- ‘Máquina de afeto’ pode ajudar a combater estresse, depressão e transtornos comportamentais
Renato Grandelle
Uma breve passagem por um equipamento pode moldar o cérebro e nos
tornar mais sociáveis, afetuosos e tolerantes. A experiência, ainda em
estágio inicial, está sendo conduzida por pesquisadores do Instituto
D'Or de Pesquisa e Ensino (IDOR), e ofereceria novos tratamentos para
comportamentos antissociais e transtornos como depressão pós-parto.
Se
o estudo for bem-sucedido, os desdobramentos influenciarão o modo como
lidamos com situações estressantes ao nosso redor. A ativação das
virtudes foi realizada com ajuda de exames de ressonância magnética
funcional, em que os pesquisadores encontraram circuitos cerebrais
ligados a emoções altruístas e à empatia.
O funcionamento da
“máquina de afeto” baseou-se em dois pilares: o conhecimento sobre as
bases neurais de sentimentos como ternura e afeição; e a capacidade
tecnológica de mapear o cérebro em tempo real.
Três recordações
Na
véspera do experimento, os pesquisadores pediram para que cada um dos
24 voluntários recordassem três situações que viveram. Um episódio de
afeto — um encontro familiar, por exemplo. Outra experiência de orgulho e
conquista pessoal, como uma promoção no trabalho. Por fim, um
acontecimento neutro, que não desperta grandes emoções — talvez fazer
compras em um supermercado.
Os participantes foram divididos em
dois grupos. Metade recebeu informações de “neurofeedback”. Trata-se de
uma técnica em que a pessoa visualiza a resposta gerada por suas funções
cerebrais em tempo real.
Em uma tela de cristal líquido, dentro
da sala de ressonância magnética, os participantes assistiram ao
revezamento das palavras “neutro”, “afeto” e “orgulho”. Conforme elas
apareciam, os voluntários deveriam recordar as situações
correspondentes.
— Além das palavras, os participantes também viam
uma argola, que se distorcia ou ficava mais perfeita, dependendo da
nitidez de cada sentimento — explica Jorge Moll, neurocientista
cognitivo do IDOR e autor principal de um estudo que descreveu a
experiência na revista “PLOS One”. — O nível de distorção da argola
estava relacionado à ativação, no cérebro, de cada emoção.
Os
voluntários, então, eram estimulados a resgatar a memória afetiva. Após
três sessões, cada uma com cerca de dez minutos, e realizadas no mesmo
dia, demonstraram padrões cerebrais mais característicos de empatia.

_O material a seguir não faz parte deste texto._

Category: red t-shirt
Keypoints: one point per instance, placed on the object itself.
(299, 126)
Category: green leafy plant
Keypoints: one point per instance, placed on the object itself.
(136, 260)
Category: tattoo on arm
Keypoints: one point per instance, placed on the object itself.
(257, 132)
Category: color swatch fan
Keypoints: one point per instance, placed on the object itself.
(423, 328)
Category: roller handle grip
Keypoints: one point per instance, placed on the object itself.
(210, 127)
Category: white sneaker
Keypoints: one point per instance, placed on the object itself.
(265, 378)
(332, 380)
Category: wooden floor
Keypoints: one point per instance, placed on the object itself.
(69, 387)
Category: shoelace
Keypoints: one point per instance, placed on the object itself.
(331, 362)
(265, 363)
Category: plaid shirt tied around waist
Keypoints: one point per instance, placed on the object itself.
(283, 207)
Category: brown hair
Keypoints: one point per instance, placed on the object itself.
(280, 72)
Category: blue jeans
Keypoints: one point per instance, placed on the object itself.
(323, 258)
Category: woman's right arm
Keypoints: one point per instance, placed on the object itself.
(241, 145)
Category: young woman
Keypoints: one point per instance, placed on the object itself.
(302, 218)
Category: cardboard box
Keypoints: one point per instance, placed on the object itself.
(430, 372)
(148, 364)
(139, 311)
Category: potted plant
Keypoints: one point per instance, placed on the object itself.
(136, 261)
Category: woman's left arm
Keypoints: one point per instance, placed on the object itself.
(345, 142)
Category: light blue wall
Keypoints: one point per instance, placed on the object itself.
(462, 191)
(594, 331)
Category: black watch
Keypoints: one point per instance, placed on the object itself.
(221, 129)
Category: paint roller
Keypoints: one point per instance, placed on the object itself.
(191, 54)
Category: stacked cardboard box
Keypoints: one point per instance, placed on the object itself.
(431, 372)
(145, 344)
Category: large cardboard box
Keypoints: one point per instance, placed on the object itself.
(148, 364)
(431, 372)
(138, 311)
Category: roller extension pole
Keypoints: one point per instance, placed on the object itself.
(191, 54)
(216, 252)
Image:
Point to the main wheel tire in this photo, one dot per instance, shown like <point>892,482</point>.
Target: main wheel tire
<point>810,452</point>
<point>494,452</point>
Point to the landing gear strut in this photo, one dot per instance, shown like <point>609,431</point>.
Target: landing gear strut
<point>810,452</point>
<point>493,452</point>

O segundo grupo que passou pela máquina de ressonância magnética não recebeu um feedback da própria atividade cerebral.
—
As palavras “neutro”, “afeto” e “orgulho” também apareciam na tela, mas
a argola movia-se de forma aleatória — conta Moll. — Este grupo não
demonstrou aumento na consistência dos padrões cerebrais de empatia.
Efeito na vida real
De
acordo com Moll, o sentimento de empatia foi escolhido por ser uma
emoção mais complexa e ativar simultaneamente diversas regiões do
cérebro. No entanto, os efeitos do experimento fora da máquina de
ressonância magnética ainda são desconhecidos.
— Esta tecnologia
mostra como esculpir as respostas emocionais no próprio cérebro — revela
o neurocientista. — O efeito fora da máquina não é conhecido, não
sabemos como ele se refletiria na vida real. Mas o experimento abre uma
porta, demonstrando que podemos adquirir controle sobre a atividade
cerebral de sentimentos complexos.
A equipe do IDOR quer saber
quantas sessões seriam necessárias para que uma pessoa pudesse
desenvolver empatia de maneira mais consistente.
— Também vamos
abordar outros estágios, como a possibilidade de redução da raiva ou de
sentimentos de culpa inapropriados — ressalta Moll.